The only real change of late seems to be happening to leaves on trees. But on the alcohol regulatory reform front, the following states have taken baby steps toward updating their laws.
Alabama: Lawmakers in Alabama are talking about getting the state out of the liquor business. State Sen. Arthur Orr authored a bill that would eliminate the state’s 172 state stores and allow hard liquor to be sold by private retailers.
Illinois: In the next legislative session, State Rep. Keith Farnham plans to introduce a bill that would allow home brewers to offer free samples at public gatherings. Although the bill is based on a similar Wisconsin law, Farnham worked with local home-brewing clubs to draft his specific proposal, which he says has a “good chance” of being approved.
Indiana: Though not on the official legislative agenda, it is likely Sunday alcohol sales will come up in the next session. Last May, Connecticut became the 49th state to allow Sunday sales, leaving Indiana as the last state in the nation to maintain its prohibition-era ban on Sunday off-site alcohol sales for all three categories of alcohol.
Kentucky: A district court judge halted an order that would allow gas stations and grocery stores to sell wine and liquor.
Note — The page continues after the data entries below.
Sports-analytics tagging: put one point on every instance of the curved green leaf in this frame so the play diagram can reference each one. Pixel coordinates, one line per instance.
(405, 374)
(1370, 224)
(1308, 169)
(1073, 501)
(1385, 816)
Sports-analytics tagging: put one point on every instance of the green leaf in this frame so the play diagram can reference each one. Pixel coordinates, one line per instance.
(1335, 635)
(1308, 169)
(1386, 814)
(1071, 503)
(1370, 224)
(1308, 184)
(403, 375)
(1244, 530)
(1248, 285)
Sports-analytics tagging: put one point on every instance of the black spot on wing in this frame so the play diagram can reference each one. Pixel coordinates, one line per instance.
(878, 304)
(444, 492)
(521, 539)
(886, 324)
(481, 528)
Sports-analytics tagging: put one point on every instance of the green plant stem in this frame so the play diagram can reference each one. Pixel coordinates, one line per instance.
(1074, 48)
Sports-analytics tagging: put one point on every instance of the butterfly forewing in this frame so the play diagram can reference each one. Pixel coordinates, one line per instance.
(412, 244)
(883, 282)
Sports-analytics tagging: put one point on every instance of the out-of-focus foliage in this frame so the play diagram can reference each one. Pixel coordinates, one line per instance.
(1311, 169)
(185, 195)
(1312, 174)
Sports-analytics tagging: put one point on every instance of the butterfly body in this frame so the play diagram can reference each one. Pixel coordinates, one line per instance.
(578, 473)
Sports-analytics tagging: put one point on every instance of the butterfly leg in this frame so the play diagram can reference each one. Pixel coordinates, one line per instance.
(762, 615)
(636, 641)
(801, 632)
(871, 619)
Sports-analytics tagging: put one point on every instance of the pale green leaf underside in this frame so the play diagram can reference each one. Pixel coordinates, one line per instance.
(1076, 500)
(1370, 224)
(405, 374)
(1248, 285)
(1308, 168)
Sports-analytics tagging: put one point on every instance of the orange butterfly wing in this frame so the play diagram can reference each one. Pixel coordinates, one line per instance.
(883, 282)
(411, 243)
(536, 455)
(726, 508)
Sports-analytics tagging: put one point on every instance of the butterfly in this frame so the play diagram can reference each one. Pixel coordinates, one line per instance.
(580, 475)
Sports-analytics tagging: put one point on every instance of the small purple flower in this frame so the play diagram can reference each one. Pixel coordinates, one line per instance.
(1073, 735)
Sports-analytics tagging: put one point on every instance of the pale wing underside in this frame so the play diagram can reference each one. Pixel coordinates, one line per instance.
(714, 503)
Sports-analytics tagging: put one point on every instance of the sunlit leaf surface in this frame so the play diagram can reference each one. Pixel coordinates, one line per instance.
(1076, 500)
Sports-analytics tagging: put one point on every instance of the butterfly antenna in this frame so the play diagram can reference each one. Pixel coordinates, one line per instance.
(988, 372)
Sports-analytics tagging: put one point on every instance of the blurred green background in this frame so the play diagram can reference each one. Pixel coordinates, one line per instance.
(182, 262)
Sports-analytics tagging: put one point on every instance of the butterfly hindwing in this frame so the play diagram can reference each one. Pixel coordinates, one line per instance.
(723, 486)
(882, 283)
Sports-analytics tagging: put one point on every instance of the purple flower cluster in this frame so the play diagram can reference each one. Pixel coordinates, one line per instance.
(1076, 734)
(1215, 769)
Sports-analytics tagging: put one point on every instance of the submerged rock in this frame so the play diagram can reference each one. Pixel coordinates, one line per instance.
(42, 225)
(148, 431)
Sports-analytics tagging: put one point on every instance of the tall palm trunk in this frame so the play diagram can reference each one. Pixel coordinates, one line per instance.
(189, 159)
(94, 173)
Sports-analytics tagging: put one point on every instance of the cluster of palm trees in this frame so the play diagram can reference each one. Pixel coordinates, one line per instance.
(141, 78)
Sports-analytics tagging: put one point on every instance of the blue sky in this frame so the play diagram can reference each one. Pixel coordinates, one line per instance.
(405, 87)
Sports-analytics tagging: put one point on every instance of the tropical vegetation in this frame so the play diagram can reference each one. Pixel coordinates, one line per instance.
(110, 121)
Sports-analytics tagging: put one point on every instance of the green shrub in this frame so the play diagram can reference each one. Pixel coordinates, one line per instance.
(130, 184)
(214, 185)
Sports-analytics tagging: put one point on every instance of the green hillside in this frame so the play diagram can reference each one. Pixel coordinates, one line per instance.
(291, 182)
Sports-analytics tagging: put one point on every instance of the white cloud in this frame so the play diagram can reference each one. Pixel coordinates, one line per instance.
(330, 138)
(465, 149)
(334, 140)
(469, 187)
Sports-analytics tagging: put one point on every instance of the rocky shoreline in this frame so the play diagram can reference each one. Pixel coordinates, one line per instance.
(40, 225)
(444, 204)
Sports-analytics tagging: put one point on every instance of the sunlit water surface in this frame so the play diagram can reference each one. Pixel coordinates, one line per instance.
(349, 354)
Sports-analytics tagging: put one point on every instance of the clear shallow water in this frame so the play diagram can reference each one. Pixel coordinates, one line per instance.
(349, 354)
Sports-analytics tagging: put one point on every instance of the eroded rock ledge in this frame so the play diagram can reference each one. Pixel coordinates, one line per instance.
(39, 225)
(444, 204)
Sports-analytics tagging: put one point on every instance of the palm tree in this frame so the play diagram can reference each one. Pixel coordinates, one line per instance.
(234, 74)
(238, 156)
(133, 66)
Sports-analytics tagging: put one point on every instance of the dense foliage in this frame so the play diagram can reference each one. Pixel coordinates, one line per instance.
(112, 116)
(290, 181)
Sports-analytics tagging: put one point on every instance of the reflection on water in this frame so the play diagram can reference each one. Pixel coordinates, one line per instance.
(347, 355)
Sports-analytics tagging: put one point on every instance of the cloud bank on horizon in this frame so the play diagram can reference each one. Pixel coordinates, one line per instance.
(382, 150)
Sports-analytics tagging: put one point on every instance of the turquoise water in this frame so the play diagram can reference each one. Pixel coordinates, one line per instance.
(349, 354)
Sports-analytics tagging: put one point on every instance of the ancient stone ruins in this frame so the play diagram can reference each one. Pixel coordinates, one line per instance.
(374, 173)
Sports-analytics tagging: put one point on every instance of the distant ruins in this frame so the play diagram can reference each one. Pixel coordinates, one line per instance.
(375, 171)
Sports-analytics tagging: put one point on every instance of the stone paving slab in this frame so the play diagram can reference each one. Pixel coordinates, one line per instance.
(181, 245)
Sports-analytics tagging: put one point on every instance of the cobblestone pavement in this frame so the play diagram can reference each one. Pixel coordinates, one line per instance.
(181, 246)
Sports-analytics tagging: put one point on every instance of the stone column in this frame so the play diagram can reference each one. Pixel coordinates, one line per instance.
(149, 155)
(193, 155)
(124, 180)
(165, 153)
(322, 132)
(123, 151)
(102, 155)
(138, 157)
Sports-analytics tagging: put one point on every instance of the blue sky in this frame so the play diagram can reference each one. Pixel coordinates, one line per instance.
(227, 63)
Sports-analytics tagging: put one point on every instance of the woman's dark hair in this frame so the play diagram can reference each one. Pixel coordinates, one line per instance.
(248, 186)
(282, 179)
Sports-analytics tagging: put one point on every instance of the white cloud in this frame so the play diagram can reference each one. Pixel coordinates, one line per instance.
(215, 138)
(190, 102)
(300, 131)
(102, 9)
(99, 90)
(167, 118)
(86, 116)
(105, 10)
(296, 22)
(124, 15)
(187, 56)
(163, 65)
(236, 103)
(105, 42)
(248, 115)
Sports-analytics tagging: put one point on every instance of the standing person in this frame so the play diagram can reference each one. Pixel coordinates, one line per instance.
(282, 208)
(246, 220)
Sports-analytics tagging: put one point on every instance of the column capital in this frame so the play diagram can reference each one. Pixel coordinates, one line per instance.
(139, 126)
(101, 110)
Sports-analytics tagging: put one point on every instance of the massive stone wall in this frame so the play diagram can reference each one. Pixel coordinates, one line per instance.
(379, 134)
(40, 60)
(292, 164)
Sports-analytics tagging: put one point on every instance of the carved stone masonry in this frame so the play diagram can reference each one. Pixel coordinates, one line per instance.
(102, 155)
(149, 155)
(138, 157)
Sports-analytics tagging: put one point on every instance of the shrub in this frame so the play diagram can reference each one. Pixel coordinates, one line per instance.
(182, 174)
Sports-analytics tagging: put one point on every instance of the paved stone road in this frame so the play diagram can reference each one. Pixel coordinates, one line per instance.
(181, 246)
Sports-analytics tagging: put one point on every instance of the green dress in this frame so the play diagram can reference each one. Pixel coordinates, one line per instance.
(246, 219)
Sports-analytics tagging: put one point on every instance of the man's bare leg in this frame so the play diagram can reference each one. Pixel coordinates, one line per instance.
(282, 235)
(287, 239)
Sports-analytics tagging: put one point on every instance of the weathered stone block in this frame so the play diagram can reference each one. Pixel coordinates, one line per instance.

In August, the same judge ruled the state’s laws banning wine and liquor sales at gas stations and other retailers was unconstitutional, but he ordered sales not begin immediately so state regulators could have a chance to address the statute without creating a “legal mess.”
Ohio: A court of appeals judge upheld a decision in favor of Ohio beer wholesalers who terminated their contracts with Miller and Coors after the two merged to form one company: MillerCoors. Under Ohio law, neither the manufacturer nor the distributor may end contracts unless there’s an agreement by both parties, just cause and 60 days’ notice. These complicated rules regarding brewer-distributor contracts are not unique to Ohio and represent one of the more complicating and frustrating barriers in the alcohol market in America.
Pennsylvania: The Pennsylvania House of Representatives voted, 175-20, to allow craft beer sales at farmers’ markets. The measure now goes to the state senate for a vote.
Texas: Craft beer makers and brewpubs want to change the laws in Texas that prevent brewpubs from getting their beer in stores and also prevent beer manufacturers from selling their beer on-site to brewery visitors. This year, they hope to get something through the legislative process by working with the two main groups that opposed previous measures, namely the Beer Alliance of Texas and the Wholesale Beer Distributors of Texas. Good luck to them, since the wholesalers lobby has made clear it will not accept any erosion of the three-tiered-system they control.